171: 【AI季报 26Q2】从 coding 到 RSI,强者愈强的未来? adds the Q2 competitive-metrics version. Henry Yin treats coding as both current revenue and a strategic data/research loop, says Anthropic’s income growth remained strong, and interprets OpenAI’s price and migration incentives as a possible tradeoff between short-term margins and user/data capture.
Key Claims
- Tokens are a leading operational indicator when they reflect real production use rather than benchmark gaming or vanity traffic.
- Token-per-task and dollar-per-token matter because the same visible task can consume very different amounts of model output, hidden reasoning, repair work, and compute.
- CAPEX matters because model training, inference capacity, data centers, energy, chips, and storage are prerequisites for stronger models and reliable service.
- Contract liabilities and deferred revenue matter because annual subscriptions and enterprise contracts can show whether users are committing cash before revenue is fully recognized.
- ARR matters because it tests whether usage converts into recurring commercial value.
- The framework does not prove a stock is cheap; it narrows the debate from abstract AI optimism to whether spending, usage, and revenue form a measurable flywheel.
- AI-native revenue should be distinguished from ordinary revenue lift caused by existing businesses adding AI features.
- The framework connects operating metrics to market risk: strong business indicators can coexist with poor entry prices under AI Equity Valuation Risk.
- Long-cycle importance does not make near-term metrics optional; it changes the question from whether AI matters to whether current spending, usage, revenue, and price are synchronized.
- Reported ARR and revenue run-rate figures need source-specific interpretation before comparing frontier model companies.
- Model-company revenue should not be treated as terminal AI return by itself; it may still be customer input until downstream business outcomes appear.

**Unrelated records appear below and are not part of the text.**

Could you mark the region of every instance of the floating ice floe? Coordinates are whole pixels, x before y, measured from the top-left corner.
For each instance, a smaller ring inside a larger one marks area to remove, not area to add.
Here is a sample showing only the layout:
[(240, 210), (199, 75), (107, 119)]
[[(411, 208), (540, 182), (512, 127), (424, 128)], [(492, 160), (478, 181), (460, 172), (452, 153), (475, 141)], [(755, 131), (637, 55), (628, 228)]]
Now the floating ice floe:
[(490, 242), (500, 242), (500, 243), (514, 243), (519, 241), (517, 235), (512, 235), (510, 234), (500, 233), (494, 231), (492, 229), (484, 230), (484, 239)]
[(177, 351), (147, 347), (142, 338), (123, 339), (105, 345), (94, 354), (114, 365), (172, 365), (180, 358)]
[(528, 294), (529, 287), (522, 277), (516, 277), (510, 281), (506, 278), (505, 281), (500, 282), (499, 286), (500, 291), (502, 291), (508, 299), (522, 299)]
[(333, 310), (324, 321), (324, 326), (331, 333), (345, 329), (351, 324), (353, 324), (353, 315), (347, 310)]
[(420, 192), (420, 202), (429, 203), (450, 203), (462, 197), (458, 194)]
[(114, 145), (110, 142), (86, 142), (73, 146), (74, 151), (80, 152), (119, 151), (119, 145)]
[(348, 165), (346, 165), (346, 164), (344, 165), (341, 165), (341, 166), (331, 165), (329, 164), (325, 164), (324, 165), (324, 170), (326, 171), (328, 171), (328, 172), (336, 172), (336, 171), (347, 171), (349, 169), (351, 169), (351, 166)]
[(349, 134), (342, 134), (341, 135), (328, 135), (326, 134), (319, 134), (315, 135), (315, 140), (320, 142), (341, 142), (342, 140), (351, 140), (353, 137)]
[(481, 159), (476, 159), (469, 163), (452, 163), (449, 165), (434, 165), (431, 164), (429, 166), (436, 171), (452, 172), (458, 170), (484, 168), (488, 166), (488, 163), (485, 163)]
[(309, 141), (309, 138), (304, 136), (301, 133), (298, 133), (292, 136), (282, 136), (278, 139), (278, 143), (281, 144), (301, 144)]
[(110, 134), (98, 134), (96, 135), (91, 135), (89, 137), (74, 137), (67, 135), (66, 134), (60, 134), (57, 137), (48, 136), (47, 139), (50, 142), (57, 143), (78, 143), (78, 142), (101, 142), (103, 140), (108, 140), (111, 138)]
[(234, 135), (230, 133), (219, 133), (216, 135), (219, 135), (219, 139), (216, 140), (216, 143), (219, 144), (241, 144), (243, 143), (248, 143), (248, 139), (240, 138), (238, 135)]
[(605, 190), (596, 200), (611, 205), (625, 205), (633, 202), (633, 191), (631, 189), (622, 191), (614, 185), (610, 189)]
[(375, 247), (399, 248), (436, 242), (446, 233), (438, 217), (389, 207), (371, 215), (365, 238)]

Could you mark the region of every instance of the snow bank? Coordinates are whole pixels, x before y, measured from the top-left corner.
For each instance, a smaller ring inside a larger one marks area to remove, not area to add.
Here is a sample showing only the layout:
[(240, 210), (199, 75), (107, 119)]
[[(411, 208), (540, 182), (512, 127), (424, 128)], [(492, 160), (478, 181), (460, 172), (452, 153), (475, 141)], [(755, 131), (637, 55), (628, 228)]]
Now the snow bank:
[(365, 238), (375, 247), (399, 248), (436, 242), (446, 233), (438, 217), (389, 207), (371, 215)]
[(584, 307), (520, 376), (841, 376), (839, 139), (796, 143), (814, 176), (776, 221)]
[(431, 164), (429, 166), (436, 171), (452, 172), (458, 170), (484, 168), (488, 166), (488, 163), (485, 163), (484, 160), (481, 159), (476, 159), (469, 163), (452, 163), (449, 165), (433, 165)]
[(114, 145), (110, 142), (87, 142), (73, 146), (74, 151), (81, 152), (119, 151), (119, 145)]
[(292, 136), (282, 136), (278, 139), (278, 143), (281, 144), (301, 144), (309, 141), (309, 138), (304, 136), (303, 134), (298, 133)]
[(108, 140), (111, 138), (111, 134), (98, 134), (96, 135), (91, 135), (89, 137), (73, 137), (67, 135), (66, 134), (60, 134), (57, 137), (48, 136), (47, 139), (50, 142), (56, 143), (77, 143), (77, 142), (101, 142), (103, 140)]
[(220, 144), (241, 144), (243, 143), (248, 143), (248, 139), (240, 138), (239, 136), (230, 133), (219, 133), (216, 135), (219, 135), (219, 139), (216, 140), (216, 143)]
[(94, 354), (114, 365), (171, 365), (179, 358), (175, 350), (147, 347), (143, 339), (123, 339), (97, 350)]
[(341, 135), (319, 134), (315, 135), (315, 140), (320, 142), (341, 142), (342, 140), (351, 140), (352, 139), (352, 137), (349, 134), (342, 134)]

- Episode 136 adds that Token Usage can be a better leading metric than DAU when models complete expensive, high-value work, but usage still needs to be tested against terminal customer value.
- The LateTalk source adds that coding-agent share, enterprise migration, and internal research acceleration can be strategic metrics even when near-term profitability is unclear.
Connections
- Token Maxxing and AI Economic Diffusion — episode 141’s token-efficiency and productivity-absorption extensions.

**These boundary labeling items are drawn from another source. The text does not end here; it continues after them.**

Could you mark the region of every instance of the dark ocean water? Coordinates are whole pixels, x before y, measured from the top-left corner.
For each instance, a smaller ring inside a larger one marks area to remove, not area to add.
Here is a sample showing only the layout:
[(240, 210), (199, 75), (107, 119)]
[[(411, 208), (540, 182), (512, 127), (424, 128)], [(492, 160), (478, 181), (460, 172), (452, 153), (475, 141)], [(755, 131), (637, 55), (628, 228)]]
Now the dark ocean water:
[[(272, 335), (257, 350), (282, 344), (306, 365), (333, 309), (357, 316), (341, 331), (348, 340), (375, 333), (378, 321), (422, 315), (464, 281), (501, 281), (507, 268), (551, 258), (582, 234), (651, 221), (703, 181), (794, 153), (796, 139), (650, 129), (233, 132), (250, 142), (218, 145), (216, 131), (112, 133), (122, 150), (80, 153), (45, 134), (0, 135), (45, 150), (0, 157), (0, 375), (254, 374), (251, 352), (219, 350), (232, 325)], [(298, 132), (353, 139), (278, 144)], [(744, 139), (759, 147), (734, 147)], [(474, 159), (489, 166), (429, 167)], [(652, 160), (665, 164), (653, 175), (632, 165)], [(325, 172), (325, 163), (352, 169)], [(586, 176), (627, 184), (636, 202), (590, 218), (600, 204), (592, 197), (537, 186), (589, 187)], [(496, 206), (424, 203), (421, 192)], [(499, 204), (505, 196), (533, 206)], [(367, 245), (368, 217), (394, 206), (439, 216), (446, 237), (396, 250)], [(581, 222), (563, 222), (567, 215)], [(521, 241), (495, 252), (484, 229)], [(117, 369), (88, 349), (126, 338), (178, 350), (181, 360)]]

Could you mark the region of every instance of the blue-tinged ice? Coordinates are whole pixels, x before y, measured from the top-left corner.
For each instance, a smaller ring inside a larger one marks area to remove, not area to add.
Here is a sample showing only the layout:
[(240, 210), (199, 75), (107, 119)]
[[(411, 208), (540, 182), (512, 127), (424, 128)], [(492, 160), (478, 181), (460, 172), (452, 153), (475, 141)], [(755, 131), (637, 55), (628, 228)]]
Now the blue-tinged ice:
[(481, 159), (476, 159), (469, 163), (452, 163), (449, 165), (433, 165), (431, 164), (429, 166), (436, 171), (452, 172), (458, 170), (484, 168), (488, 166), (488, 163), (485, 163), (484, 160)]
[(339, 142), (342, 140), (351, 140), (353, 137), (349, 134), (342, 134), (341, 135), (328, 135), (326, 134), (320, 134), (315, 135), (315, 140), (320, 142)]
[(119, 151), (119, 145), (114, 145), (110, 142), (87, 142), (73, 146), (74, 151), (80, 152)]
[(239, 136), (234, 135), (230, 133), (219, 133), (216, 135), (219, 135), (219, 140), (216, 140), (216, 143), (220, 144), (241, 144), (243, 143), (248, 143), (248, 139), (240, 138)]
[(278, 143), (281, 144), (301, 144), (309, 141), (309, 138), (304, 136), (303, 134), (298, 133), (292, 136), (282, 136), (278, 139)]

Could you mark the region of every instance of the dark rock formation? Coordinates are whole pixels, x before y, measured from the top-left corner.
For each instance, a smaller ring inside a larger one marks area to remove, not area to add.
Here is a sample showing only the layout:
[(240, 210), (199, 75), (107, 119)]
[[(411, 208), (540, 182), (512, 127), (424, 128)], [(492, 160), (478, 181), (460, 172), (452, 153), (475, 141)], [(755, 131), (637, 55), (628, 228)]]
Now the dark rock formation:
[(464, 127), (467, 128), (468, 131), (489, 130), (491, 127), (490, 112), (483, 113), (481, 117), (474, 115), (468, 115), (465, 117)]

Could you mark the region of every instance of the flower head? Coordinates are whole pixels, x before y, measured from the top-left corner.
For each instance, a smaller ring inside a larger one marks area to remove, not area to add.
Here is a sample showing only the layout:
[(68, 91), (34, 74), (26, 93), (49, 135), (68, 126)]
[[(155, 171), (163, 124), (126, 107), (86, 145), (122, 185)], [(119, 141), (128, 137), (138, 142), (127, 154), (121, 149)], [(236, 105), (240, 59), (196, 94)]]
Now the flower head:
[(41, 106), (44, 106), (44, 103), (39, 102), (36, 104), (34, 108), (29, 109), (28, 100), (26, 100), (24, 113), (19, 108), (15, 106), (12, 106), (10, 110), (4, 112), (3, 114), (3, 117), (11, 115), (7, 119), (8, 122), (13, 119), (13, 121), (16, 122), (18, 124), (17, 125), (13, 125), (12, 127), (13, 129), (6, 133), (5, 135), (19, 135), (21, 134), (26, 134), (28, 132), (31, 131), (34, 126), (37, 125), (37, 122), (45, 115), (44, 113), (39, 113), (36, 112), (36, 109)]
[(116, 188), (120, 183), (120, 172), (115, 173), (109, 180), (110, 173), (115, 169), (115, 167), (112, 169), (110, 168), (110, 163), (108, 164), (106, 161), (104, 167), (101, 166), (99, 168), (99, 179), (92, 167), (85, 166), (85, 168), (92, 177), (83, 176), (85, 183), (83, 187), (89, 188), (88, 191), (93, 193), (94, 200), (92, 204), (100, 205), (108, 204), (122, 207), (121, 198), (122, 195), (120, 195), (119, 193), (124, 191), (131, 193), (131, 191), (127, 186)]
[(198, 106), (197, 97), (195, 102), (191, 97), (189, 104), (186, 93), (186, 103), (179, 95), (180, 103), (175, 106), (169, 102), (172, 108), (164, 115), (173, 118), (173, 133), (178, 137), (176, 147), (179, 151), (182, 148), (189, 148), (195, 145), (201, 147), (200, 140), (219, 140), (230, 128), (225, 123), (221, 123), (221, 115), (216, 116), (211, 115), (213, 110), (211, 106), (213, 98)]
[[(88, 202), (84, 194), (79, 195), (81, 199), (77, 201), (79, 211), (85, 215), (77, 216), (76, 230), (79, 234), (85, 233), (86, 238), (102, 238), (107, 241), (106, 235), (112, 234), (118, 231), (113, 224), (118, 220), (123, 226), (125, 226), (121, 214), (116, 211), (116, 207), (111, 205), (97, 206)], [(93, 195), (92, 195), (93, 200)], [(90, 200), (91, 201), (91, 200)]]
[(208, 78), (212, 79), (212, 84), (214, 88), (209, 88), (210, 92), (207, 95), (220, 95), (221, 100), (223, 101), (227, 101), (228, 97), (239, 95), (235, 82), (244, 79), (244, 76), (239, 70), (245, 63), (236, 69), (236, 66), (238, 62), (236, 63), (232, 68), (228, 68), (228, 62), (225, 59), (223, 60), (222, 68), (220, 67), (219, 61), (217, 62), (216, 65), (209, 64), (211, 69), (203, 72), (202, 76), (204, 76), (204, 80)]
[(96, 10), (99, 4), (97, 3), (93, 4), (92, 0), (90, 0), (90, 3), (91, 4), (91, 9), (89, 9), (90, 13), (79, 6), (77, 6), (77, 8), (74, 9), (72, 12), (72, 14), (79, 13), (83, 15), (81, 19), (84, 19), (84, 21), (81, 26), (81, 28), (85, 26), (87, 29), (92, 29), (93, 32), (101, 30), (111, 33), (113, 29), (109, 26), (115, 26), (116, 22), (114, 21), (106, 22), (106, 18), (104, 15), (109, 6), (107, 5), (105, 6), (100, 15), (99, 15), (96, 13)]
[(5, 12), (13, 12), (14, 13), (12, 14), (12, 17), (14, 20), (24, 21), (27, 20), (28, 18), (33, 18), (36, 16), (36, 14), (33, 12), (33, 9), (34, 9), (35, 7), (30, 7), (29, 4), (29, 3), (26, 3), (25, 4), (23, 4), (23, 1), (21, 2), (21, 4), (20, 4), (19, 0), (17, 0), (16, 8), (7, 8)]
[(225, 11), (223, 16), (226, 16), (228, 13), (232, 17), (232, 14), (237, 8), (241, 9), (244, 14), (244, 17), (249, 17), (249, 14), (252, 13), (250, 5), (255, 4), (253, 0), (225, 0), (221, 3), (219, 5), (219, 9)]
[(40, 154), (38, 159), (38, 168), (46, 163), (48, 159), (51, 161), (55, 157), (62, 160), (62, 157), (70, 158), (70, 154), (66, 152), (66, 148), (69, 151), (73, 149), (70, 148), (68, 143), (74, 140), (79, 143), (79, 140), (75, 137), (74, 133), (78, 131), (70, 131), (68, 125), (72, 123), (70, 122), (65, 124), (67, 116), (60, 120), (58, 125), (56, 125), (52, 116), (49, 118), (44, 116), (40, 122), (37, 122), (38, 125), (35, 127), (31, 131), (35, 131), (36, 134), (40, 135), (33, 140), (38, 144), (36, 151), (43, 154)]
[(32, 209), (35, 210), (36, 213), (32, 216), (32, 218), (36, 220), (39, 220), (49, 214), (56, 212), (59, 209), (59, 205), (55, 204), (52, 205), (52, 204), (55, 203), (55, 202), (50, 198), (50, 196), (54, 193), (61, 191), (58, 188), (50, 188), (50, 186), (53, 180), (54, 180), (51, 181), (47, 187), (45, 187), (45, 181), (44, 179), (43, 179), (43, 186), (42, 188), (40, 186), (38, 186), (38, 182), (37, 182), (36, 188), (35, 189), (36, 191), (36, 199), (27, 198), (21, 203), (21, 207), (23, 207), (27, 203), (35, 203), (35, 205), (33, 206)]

- Jevons Paradox In AI — lower token cost can expand total token demand.
- AI Inference Cost Structure and MaaS Infrastructure — serving costs and capacity determine whether token growth is economically useful.

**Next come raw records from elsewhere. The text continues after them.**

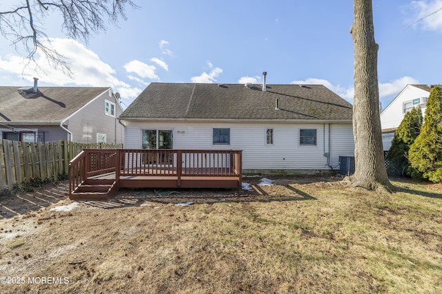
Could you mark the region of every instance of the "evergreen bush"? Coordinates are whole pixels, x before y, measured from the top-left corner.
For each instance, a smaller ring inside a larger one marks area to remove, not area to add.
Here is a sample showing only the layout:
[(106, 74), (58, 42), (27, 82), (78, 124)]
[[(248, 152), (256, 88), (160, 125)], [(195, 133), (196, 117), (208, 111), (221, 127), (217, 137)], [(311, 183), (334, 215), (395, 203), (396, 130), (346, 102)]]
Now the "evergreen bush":
[(442, 92), (435, 85), (430, 93), (421, 133), (410, 147), (414, 178), (442, 182)]
[(412, 169), (408, 161), (408, 151), (420, 133), (423, 120), (422, 111), (419, 106), (405, 114), (394, 132), (392, 147), (386, 156), (387, 172), (390, 176), (411, 176)]

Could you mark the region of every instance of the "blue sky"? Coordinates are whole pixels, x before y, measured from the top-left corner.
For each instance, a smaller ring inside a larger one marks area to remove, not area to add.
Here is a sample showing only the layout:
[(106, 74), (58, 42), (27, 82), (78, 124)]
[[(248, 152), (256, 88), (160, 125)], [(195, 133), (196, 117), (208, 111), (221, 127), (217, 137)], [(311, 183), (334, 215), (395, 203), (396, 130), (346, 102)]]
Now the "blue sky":
[[(36, 69), (0, 38), (0, 85), (110, 86), (128, 105), (152, 82), (320, 83), (353, 101), (353, 1), (133, 0), (118, 28), (87, 43), (67, 39), (57, 16), (47, 28), (72, 77), (41, 57)], [(0, 11), (17, 0), (2, 0)], [(409, 83), (441, 83), (442, 0), (373, 0), (385, 107)], [(34, 17), (35, 22), (39, 21)]]

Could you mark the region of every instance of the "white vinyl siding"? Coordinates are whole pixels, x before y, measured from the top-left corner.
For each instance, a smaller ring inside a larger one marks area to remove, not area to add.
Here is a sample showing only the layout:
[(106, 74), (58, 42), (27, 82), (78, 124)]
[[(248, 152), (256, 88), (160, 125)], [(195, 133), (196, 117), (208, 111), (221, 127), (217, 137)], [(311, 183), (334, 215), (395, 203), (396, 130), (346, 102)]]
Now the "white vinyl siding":
[[(419, 105), (413, 105), (413, 100), (420, 98), (421, 103), (424, 101), (426, 103), (425, 98), (428, 97), (430, 90), (431, 88), (430, 87), (428, 87), (428, 91), (425, 91), (410, 85), (406, 86), (381, 114), (381, 125), (382, 129), (398, 127), (405, 115), (405, 112), (411, 109), (410, 107)], [(420, 104), (419, 106), (423, 114), (425, 105)]]
[(333, 169), (339, 165), (339, 156), (354, 156), (354, 138), (352, 125), (330, 125), (330, 161)]
[[(336, 130), (335, 125), (339, 126)], [(213, 128), (229, 128), (230, 145), (213, 145)], [(267, 129), (273, 129), (271, 148), (263, 134)], [(316, 145), (300, 146), (301, 129), (316, 129)], [(352, 154), (352, 124), (333, 125), (330, 129), (332, 137), (340, 140), (336, 148), (340, 154), (336, 156)], [(141, 129), (173, 130), (173, 149), (242, 150), (244, 169), (329, 169), (324, 156), (329, 152), (328, 124), (128, 122), (125, 147), (141, 148)], [(337, 164), (338, 157), (332, 159)]]

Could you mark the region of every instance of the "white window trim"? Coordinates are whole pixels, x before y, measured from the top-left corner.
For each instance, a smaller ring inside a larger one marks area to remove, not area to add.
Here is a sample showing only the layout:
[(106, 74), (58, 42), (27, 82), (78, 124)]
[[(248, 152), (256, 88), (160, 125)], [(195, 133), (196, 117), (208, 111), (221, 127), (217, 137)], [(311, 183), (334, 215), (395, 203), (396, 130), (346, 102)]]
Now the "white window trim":
[[(314, 129), (315, 131), (316, 131), (316, 136), (315, 136), (315, 144), (303, 144), (301, 143), (301, 130), (303, 129)], [(318, 146), (318, 129), (315, 129), (315, 128), (302, 128), (302, 129), (298, 129), (298, 145), (300, 147), (317, 147)]]
[[(271, 143), (267, 143), (267, 130), (271, 129)], [(275, 128), (266, 127), (264, 129), (264, 143), (266, 146), (274, 146), (275, 145)]]
[[(109, 105), (109, 108), (108, 110), (106, 109), (106, 103), (108, 103)], [(110, 109), (112, 109), (112, 106), (113, 105), (113, 112), (114, 114), (112, 114)], [(116, 111), (116, 107), (115, 107), (115, 103), (114, 103), (113, 102), (110, 102), (107, 99), (104, 99), (104, 114), (106, 114), (106, 116), (112, 116), (112, 117), (115, 117), (115, 111)]]
[[(213, 130), (215, 129), (229, 129), (229, 143), (213, 143)], [(230, 145), (231, 144), (231, 140), (232, 140), (231, 128), (230, 128), (230, 127), (213, 127), (212, 128), (211, 136), (212, 136), (212, 145), (213, 146), (218, 146), (218, 145), (229, 146), (229, 145)]]
[[(103, 138), (104, 140), (103, 140), (103, 141), (98, 140), (99, 137)], [(102, 142), (104, 143), (107, 143), (107, 135), (106, 134), (97, 133), (97, 143), (102, 143)]]

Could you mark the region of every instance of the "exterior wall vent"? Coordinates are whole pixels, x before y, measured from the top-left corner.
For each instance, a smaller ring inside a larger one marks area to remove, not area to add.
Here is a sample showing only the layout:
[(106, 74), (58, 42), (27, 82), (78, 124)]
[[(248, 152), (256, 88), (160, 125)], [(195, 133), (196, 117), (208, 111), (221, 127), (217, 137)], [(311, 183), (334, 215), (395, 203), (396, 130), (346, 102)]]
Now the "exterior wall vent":
[(339, 174), (351, 176), (354, 174), (354, 156), (339, 156)]

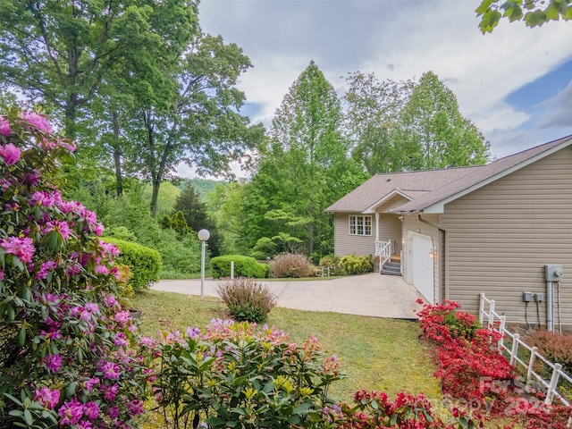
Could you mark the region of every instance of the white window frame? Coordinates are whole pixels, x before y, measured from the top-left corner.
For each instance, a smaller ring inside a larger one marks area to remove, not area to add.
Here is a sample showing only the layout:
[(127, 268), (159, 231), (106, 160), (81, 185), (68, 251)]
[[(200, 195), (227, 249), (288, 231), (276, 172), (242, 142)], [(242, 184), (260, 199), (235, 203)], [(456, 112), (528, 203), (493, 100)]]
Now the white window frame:
[(348, 231), (349, 235), (371, 237), (372, 216), (370, 214), (349, 214), (348, 216)]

- CAPEX OPEX Substitution — explains why companies may accept high CAPEX if it lowers future OPEX or raises future revenue.
- Anthropic, OpenAI, ChatGPT, and Claude Code — source examples used to compare growth and monetization routes.
- AI Equity Valuation Risk, Investment Risk Management, and Value Investing — valuation discipline still required after metrics improve.
- Kondratiev Cycle, Technology Installation Cycle, and Depression Driven Innovation — E162’s long-cycle and installation-stage extension.
- Dai Yusen / 戴雨森, Agent Harness, Claude Code, Codex, and AI Economic Diffusion — input-output-result metric boundary added by episode 142.
- AGI Three Acts, Model As Operating System, Token Maxxing, Claude Code, and Codex — Token Usage and model-platform investment frame added by episode 136.
- Henry Yin, Codex, Claude Code, Auto Research, and Recursive Self-Improvement — Q2 2026 coding revenue and self-improvement-loop metric update added by LateTalk.